Sie heißen „Familienthaler“. Die Sternchen um das Logo erinnern ein wenig an die Geschichte vom Sterntaler-Mädchen. Das teilte das Wenige, was es besaß, mit anderen. Zum Lohn fielen goldene Taler vom Himmel. Analog zum Märchen hätten in Lilienthal Betreuungsplätze für Kinder herabfallen müssen. Taten sie aber nicht. Der Frust über fehlende oder unflexible Krippen- und Kindergartenplätze brachte im Frühling Lilienthaler Eltern zueinander, anfangs in der Facebook-Gruppe „Saure Muttis“. Es wurde mehr daraus. Die Eltern wollen ein lokales Bündnis für Familie schaffen. Auf der Internetseite www.familienthaler.de informieren sie darüber, was in Lilienthal zum Thema Kinder und Familie passiert.

Obenan steht die Kinderbetreuung

Die Vereinbarkeit von Familie und Beruf will das Bündnis verbessern, das steht in seinem Leitbild. Die Eltern arbeiten „für ein familienfreundliches Lilienthal“. Im Vordergrund steht das Thema Kinderbetreuung. Das wird schnell deutlich, wenn sich der Kern der „Familienthaler“ trifft. Alexandra Osmers, Britta Käding, Meike Artmann und Wolfgang Schunn sind die Akteure, die alles bündeln. Wenn sie sich am Wohnzimmertisch von Meike Artmann an die Zeit im Mai erinnern, als die Gemeinde die Vorbescheide für die Kita-Plätze verschickte, fallen Worte wie „Hinhaltetaktik“ oder „Einzelfall“. Dazu wurde Meike Artmann, weil sie auf ihrer Krippenanmeldung vermerkte, sie wolle die Tochter von 7 bis 17 Uhr betreut haben.

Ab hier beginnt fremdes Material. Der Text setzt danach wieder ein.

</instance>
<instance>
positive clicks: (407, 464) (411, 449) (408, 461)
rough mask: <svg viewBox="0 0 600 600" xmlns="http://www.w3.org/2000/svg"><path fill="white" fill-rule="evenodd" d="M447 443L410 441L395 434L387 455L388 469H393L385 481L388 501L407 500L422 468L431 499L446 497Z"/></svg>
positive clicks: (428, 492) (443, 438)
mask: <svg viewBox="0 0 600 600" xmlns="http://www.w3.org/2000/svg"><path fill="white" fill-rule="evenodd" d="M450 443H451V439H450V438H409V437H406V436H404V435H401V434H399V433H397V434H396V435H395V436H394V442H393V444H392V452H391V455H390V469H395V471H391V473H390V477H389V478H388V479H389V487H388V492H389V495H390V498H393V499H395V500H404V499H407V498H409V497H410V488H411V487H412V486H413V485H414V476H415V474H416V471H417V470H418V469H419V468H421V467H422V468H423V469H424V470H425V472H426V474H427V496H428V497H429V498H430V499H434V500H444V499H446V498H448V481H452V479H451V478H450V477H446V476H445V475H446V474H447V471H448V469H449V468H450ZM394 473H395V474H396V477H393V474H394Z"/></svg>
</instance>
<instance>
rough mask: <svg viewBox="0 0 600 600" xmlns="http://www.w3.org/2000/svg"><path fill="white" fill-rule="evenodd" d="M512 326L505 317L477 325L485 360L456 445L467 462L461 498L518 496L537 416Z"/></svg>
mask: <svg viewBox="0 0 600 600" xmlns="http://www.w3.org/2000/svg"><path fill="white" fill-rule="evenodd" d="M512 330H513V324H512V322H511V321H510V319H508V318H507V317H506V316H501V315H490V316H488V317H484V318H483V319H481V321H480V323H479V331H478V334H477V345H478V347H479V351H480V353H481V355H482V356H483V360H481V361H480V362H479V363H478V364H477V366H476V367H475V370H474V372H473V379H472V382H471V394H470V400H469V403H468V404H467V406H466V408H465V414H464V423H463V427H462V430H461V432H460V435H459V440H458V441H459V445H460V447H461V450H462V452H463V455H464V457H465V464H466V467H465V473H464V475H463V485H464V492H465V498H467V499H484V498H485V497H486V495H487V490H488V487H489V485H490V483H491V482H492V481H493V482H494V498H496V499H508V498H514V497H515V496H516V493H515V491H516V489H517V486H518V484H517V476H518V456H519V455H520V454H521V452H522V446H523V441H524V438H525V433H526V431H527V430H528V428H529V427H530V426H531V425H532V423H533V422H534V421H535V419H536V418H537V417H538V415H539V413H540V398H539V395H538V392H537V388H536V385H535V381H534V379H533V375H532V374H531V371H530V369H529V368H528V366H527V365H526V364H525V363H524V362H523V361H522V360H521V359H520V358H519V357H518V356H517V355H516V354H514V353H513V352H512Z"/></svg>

Prompt rief die Gemeinde bei Artmann an: Sie wisse schon, dass es so etwas nicht gebe oder? Bei Gesprächen am Gartenzaun und beim Blick ins Internet fanden die Familien schnell heraus, dass es viele solcher vermeintlichen Einzelfälle gab. „Etwa 40“, sagt Wolfgang Schunn. „So viele Einzelfälle wie in Lilienthal gibt es in ganz Deutschland nicht“, witzelt Britta Käding. Inzwischen seien 50 Prozent davon „verarztet“, sagt Schunn. Doch für viele sei der Betreuungsplatz zu spät gekommen – oder nicht bedarfsgerecht. Eltern hätten sich mit selbst geschaffenen Lösungen beholfen, sagt Schunn. Käding ergänzt, viele hätten aus Verzweiflung eine Tagesmutter gesucht. Zu oft klafften in Lilienthal Angebot und Nachfrage auseinander. Alexandra Osmers meint: „In Lilienthal möchten sie gerne dieses Bild beibehalten: Mutti ist zu Hause und 8 bis 12 Uhr reicht völlig.“ Seit über 20 Jahren habe sich daran nichts geändert, glaubt die geborene Lilienthalerin. „Das ärgert mich.“

Selbst wenn sich für die Kinder in diesem Jahr noch eine Lösung finden sollte, das nächste Kita-Jahr kommt bestimmt und beschert Familien ähnliche Probleme. Denn, so sagt Schunn, die Gemeinde habe das Grundproblem noch nicht verstanden. Eine Woche nach der Geburt müsse die Mutter dem Arbeitgeber mitteilen, wann sie an ihren Arbeitsplatz zurückkehren wolle. Mit dem derzeitigen Anmeldemodus sei das schwer machbar.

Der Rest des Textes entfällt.